Yes, when I last looked, yes, there is bloat in the way source mappings are done. But let me explain:
As a Google Summer of Code project, the project has always been been a bit behind. So the approach I had been taking was that if something is usable for now, go with it and move onto other uncharted territory. In other words, get something out, complete what remains and only then go back and iterate on the parts that need improving. The C changes were little bit different because of the (necessarily) long lead time to get things into master and because one can't put something inefficient into the core.
The source-code string is needed in the source map only at the top-level. (Oddly the member name for this is "code"). I had suggested that offsets should be relative to the beginning of the function, and the function node would have the position from the beginning of the container (e.g. file) that it is in. However this isn't a big deal, since conversions are easily done.
As for handling bits of S-expressions that represent the conglomeration of a number of containers/files, that's pretty easily handled inside the structure. I am not totally clear about how the container information is determined. I imagine some of it would be noticed in the parameters when the macro is defined, and some of each time the macro is expanded.
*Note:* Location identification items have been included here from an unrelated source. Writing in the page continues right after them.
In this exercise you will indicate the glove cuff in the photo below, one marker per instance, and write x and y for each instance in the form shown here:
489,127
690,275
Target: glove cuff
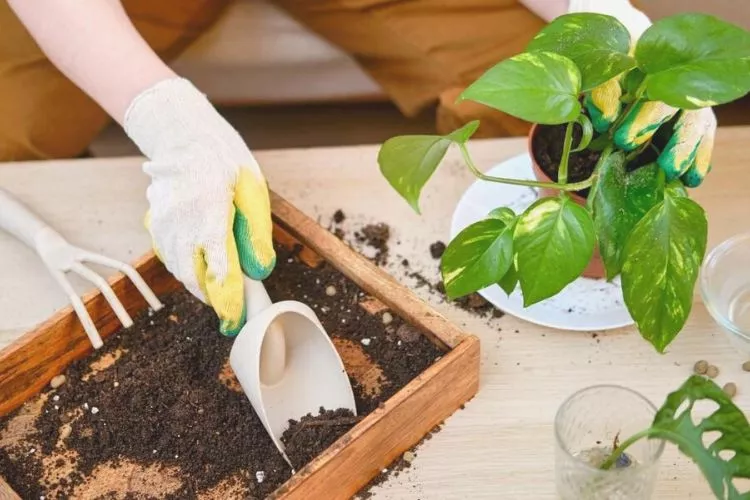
163,116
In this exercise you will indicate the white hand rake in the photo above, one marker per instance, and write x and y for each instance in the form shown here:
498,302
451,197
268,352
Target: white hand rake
61,257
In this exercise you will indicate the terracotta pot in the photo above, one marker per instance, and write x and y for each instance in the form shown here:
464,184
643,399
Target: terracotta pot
595,269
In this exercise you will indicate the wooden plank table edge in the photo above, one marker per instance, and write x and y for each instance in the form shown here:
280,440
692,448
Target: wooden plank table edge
385,434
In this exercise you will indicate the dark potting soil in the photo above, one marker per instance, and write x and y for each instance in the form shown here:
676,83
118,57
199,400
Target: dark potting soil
547,146
376,236
161,402
307,437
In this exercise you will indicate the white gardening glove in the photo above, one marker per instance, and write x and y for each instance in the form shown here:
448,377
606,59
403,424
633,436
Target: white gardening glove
209,216
687,154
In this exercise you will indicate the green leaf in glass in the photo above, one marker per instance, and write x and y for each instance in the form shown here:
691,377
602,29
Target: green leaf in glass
661,260
539,87
598,44
554,240
677,423
694,61
479,256
408,161
619,201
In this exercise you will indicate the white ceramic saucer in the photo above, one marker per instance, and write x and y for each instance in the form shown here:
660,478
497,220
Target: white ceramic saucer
585,304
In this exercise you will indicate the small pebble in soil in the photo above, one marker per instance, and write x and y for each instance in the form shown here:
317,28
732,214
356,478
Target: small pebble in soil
65,431
408,333
437,249
57,381
306,438
701,367
387,318
730,388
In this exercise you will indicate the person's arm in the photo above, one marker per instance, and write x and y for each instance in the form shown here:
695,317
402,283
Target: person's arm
210,215
96,46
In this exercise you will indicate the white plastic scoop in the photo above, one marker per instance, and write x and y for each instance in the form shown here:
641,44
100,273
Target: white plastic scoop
286,363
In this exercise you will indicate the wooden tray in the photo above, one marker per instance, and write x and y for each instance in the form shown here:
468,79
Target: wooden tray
28,364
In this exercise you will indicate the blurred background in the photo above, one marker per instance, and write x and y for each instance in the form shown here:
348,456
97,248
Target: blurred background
283,86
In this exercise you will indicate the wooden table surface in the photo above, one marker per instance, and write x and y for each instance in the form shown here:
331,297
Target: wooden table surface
501,445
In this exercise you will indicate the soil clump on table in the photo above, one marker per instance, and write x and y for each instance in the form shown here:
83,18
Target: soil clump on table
157,411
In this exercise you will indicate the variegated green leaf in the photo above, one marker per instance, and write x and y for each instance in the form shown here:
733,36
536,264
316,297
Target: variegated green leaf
539,87
408,161
479,256
694,61
662,258
598,44
554,240
619,201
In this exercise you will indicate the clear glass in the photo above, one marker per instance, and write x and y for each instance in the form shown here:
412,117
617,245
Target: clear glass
725,287
587,424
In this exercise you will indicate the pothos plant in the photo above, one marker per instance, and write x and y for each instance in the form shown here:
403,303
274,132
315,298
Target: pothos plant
719,443
647,228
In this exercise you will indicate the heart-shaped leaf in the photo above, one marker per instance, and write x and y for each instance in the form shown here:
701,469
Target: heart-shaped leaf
408,161
509,282
539,87
661,260
619,201
554,240
598,44
678,426
479,256
694,61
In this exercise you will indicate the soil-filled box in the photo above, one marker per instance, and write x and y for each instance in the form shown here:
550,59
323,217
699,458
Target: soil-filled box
404,415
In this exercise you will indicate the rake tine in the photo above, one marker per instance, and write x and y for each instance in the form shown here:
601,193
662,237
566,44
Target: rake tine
106,290
80,309
128,271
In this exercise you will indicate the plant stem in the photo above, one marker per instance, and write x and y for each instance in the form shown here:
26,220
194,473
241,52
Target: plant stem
636,98
621,449
577,186
562,171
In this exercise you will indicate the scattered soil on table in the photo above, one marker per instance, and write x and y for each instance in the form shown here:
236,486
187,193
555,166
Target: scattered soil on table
473,303
158,411
396,468
547,146
338,216
305,438
437,249
376,236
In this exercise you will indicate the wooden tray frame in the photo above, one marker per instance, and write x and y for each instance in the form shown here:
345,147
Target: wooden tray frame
28,364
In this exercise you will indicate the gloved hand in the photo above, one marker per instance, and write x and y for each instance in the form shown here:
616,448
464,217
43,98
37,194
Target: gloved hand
687,154
209,216
688,151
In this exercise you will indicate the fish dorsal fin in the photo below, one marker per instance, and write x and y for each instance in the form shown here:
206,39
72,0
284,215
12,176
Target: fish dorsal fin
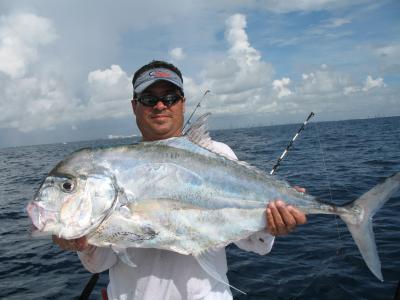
198,132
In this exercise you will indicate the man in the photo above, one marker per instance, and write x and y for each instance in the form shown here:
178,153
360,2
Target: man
159,105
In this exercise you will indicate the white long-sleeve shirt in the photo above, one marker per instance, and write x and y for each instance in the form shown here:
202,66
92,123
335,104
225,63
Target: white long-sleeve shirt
162,274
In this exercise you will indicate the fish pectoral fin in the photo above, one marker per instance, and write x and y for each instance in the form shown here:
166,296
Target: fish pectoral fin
124,256
205,261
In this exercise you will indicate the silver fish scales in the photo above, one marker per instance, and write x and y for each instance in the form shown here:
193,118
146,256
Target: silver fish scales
177,195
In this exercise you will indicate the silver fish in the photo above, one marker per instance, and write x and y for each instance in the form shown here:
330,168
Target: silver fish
177,195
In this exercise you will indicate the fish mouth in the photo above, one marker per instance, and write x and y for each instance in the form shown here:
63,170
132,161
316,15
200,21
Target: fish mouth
39,216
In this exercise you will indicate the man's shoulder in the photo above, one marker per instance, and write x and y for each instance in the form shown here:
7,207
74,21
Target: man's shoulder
222,149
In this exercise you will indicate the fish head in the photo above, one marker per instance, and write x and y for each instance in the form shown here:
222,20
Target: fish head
71,204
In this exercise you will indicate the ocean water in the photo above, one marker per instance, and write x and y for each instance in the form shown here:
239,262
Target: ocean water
337,161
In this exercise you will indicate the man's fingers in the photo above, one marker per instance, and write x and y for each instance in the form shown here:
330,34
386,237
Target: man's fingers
79,244
279,224
299,217
299,189
288,219
270,222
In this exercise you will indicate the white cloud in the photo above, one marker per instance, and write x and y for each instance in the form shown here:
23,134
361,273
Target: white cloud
322,80
108,92
337,22
177,54
21,36
371,83
281,87
238,80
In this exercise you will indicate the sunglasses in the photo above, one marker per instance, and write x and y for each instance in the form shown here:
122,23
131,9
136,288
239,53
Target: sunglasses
151,100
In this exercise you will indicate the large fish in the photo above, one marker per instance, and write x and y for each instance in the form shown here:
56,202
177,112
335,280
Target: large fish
177,195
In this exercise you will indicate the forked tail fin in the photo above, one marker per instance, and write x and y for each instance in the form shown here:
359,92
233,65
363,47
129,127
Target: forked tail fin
358,218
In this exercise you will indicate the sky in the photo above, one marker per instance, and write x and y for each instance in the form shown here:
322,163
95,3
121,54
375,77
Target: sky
66,66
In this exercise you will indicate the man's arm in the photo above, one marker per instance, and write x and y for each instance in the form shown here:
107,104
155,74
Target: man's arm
93,258
281,218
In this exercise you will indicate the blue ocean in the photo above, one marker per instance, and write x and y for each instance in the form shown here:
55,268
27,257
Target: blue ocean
336,161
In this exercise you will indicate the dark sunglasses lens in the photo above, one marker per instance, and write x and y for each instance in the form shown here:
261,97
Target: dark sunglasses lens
149,100
170,99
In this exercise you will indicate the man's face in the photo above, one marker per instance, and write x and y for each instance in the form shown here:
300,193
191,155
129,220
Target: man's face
159,121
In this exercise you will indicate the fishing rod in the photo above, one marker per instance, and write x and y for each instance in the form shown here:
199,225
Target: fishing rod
197,106
290,144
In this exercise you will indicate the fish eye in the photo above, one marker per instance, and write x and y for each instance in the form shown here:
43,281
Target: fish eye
67,186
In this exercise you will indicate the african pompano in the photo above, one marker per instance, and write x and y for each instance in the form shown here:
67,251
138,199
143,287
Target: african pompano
177,195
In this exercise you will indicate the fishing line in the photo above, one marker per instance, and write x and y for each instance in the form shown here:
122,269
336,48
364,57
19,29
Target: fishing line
275,167
193,112
329,184
327,261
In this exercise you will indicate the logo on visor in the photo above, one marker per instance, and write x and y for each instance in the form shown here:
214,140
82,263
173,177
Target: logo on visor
159,74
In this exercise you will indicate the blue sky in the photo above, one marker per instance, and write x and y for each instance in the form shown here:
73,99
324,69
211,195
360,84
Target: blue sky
66,66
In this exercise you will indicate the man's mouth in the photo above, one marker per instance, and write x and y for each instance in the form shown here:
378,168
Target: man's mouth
159,116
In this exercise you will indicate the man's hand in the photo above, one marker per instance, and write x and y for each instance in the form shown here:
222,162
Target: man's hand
79,244
282,218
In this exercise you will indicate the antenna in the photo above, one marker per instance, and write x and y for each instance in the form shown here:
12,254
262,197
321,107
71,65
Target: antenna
197,106
290,144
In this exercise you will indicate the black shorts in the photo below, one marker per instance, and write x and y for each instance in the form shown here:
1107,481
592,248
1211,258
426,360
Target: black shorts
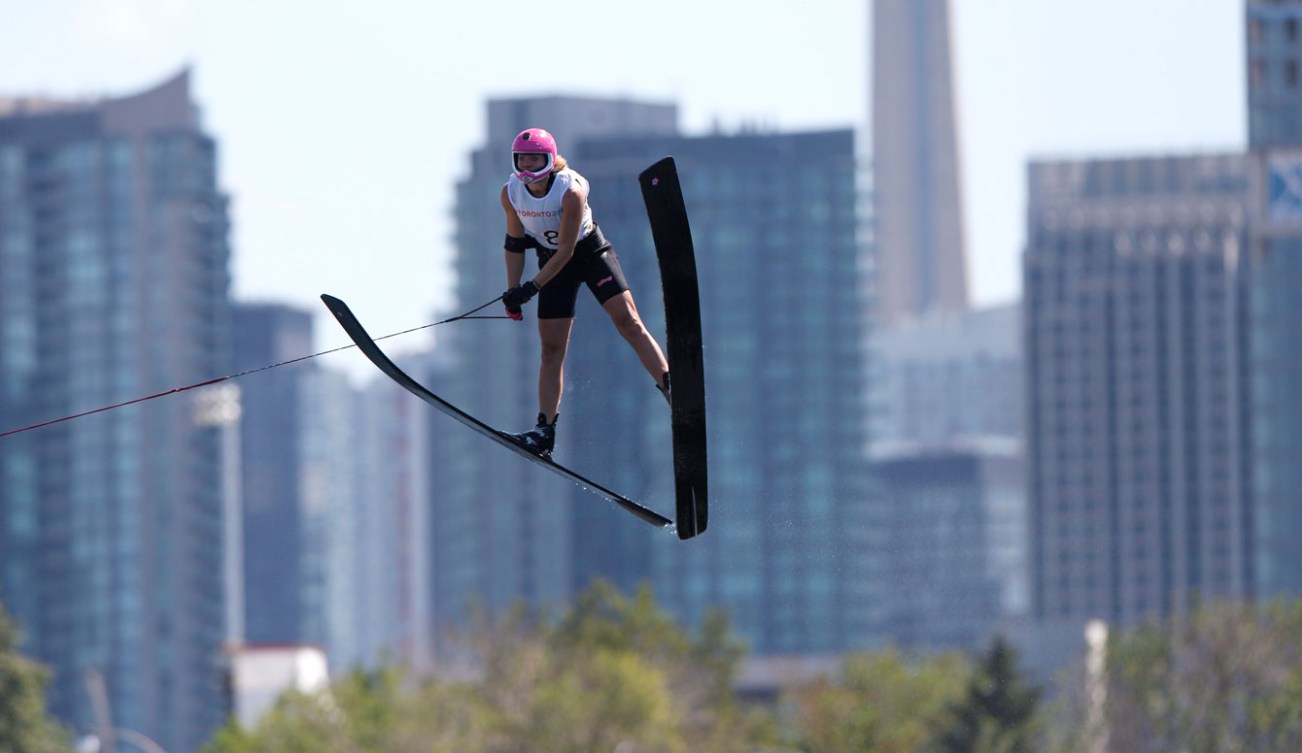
594,263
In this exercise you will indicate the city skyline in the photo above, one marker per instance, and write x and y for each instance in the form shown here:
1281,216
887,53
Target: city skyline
401,111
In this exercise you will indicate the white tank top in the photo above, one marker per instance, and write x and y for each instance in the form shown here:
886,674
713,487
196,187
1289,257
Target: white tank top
542,216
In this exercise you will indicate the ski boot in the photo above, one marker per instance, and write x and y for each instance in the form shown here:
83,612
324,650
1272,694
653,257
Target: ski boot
540,439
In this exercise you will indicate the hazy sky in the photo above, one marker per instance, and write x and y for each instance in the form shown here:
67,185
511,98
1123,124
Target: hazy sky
344,127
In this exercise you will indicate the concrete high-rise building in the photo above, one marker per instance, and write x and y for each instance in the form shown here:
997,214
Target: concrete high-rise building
915,172
115,285
945,379
274,515
1137,379
393,537
955,567
298,469
1275,141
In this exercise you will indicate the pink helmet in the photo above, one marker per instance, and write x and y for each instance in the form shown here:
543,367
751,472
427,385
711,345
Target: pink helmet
533,141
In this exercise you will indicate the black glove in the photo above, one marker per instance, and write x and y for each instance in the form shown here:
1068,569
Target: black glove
517,297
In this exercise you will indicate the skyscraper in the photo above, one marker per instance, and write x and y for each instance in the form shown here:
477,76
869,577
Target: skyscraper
1137,377
115,285
918,207
1275,142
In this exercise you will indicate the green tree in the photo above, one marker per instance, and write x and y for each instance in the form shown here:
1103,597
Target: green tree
997,713
880,702
1225,676
25,726
611,672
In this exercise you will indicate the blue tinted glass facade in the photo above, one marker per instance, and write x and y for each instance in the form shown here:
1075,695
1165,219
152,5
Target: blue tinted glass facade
115,285
1275,138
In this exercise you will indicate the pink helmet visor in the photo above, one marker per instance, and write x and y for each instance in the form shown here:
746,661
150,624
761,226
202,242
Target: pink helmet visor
533,141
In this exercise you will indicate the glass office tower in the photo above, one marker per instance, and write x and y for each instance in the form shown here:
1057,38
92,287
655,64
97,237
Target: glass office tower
1275,145
113,285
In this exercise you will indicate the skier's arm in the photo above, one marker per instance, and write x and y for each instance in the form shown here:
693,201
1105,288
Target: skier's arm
516,229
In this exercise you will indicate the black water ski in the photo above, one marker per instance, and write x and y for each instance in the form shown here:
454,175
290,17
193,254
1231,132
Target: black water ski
367,345
672,236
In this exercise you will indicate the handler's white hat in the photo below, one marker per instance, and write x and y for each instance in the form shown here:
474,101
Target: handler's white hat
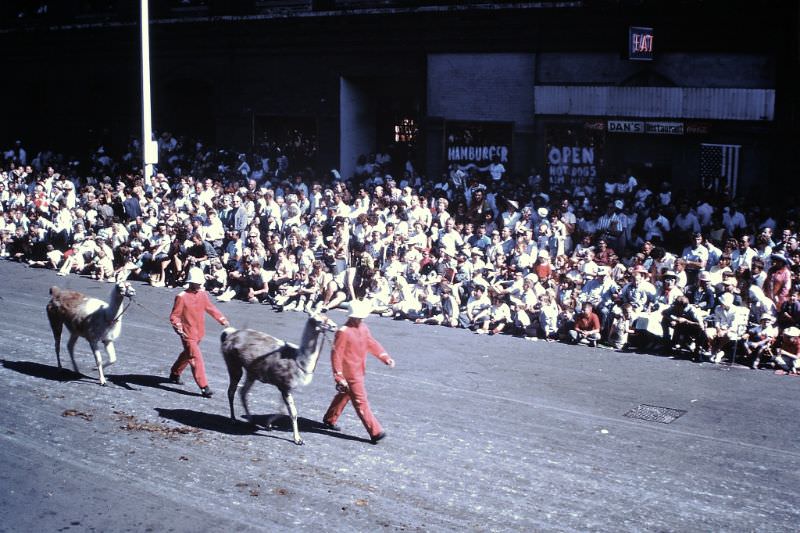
196,276
792,332
360,309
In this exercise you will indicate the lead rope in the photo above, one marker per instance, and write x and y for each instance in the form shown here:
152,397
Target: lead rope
321,345
119,316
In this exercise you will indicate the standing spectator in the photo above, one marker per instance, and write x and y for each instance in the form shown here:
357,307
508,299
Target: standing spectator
779,280
348,361
187,318
733,220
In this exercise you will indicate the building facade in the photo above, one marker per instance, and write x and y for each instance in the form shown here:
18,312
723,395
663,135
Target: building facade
577,90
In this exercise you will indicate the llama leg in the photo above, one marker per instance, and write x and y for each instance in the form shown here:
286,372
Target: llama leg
57,327
289,401
234,375
111,351
73,339
98,357
248,382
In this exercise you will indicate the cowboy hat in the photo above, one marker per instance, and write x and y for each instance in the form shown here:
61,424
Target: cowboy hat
792,332
359,309
196,276
780,257
726,299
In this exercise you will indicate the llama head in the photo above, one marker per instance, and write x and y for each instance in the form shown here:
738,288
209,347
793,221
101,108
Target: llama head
125,289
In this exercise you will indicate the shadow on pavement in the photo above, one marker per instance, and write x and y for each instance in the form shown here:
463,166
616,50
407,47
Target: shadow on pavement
38,370
207,421
146,380
224,424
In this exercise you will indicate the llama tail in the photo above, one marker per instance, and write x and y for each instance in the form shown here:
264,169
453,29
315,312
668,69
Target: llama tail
225,332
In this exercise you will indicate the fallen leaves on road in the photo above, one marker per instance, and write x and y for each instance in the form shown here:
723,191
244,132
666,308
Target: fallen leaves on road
132,424
79,414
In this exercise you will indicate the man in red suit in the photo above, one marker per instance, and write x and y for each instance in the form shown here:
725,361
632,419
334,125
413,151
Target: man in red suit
349,362
188,320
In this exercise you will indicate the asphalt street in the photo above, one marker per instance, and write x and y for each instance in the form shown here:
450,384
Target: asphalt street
484,434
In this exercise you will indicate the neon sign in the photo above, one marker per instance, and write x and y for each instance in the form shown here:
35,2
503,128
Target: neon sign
640,43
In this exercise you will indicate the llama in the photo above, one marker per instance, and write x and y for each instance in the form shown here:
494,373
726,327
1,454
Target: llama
274,361
90,318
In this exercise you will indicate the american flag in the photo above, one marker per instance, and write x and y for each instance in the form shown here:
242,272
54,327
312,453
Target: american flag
719,164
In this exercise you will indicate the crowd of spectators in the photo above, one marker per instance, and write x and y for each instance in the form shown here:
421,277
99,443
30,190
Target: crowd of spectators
620,263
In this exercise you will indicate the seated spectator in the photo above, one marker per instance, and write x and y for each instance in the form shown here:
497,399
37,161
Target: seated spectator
683,326
723,331
789,349
586,328
759,339
495,318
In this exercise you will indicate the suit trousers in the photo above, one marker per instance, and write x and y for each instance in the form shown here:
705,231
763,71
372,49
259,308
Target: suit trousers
358,394
191,355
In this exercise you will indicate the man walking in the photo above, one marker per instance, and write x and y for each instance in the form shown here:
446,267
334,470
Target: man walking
348,359
189,323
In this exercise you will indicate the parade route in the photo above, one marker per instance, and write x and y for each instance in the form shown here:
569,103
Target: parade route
484,434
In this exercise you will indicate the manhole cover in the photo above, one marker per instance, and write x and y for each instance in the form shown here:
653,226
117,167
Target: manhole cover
654,413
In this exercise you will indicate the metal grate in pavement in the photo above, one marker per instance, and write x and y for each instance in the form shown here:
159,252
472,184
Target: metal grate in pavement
654,413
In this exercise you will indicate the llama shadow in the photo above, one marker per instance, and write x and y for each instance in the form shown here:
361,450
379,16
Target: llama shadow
207,421
38,370
146,380
224,424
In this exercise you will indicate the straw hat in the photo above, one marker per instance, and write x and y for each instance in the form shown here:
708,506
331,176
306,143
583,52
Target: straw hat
792,332
196,276
360,309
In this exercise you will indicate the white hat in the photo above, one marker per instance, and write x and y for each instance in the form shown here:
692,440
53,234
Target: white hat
792,332
360,309
196,276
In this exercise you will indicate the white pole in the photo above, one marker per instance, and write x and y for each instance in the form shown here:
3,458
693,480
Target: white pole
148,157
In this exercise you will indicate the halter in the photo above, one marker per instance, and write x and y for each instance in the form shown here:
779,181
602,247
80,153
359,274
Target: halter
125,308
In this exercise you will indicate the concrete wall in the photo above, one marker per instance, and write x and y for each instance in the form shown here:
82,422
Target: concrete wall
483,87
357,120
746,71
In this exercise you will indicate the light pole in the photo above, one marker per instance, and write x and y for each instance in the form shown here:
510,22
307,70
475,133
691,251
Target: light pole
149,146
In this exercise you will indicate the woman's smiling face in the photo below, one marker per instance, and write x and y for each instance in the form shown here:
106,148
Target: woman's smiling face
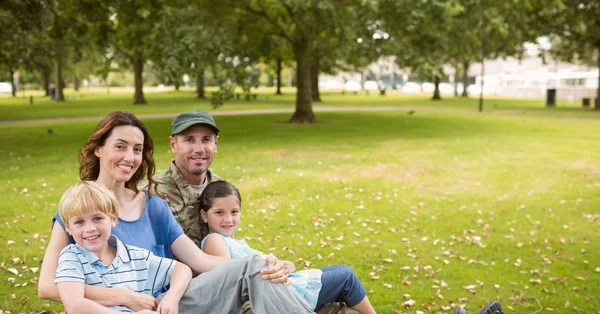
121,155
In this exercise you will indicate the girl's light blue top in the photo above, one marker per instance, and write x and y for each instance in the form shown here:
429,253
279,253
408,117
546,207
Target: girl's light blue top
306,283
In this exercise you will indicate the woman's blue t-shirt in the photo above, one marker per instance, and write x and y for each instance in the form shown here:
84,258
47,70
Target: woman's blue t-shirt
155,230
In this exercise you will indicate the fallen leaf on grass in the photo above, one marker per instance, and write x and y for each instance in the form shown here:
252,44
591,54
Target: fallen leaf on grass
410,303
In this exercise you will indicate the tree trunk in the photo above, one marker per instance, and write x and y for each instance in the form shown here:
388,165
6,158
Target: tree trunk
314,80
303,113
200,83
279,61
436,90
597,104
60,84
76,83
45,73
465,79
138,69
13,87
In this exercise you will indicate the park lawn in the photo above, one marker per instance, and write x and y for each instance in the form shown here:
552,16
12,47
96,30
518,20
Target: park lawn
431,209
95,102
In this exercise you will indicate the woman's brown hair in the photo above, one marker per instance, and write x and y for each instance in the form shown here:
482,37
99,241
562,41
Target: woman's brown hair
89,163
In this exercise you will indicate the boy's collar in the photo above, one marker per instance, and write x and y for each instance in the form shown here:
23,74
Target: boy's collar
122,255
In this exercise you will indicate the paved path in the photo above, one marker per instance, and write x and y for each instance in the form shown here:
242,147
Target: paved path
214,113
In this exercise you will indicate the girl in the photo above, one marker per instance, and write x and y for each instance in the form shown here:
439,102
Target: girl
220,210
119,155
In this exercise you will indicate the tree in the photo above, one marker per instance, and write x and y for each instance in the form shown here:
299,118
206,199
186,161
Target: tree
128,31
20,22
420,32
299,23
574,28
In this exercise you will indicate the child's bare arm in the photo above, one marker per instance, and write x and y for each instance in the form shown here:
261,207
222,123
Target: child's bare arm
47,289
180,279
72,297
215,245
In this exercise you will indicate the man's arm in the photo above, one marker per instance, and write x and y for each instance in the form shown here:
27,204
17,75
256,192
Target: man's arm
180,279
188,253
47,289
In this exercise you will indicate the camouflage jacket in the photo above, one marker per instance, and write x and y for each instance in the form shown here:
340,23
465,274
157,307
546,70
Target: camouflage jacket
182,198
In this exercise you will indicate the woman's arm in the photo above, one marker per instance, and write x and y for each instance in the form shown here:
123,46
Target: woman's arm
188,253
47,289
289,266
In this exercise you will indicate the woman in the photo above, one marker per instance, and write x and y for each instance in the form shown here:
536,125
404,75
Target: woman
119,155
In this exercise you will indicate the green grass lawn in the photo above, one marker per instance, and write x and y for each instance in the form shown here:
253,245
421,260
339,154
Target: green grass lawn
434,209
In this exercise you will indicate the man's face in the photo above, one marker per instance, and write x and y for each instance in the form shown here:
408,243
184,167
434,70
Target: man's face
194,150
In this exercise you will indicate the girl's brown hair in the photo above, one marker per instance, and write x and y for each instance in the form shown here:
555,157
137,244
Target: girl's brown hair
89,163
214,190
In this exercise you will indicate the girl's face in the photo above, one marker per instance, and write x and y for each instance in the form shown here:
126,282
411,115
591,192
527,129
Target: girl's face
224,216
121,155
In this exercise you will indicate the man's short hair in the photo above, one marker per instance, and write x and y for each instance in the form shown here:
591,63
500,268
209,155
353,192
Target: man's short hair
83,197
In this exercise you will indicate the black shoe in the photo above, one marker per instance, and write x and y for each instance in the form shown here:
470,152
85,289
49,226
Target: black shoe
491,308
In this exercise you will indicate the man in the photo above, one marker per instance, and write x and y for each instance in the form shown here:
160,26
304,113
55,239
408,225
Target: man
194,139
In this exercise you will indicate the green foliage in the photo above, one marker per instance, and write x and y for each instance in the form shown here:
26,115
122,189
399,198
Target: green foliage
443,207
225,93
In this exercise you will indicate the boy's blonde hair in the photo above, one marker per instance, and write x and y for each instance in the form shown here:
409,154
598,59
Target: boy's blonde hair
84,196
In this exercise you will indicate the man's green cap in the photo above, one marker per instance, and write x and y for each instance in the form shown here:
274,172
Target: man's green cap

But once it is determined that certain S-expressions go with certain containers, it is trivial to add it to a source-map object
One cool thing about having the source string stored in the sourcemap object (whether just at the top-level of in more places) is that in tracebacks is that exact information can be given without searching around. In fact, the source code may have never existed inside a file and this still works.
Another great thing about this is that it can tolerate mismatches between the Elisp compiled and the Elisp that is have available. If there were changes outside the toplevel object but not inside the object, then it is pretty easy to detect and correct for this. Even if the discrepency is inside the object, the differences are also easiliy detected. Adjusting is a little more difficult, but still doable.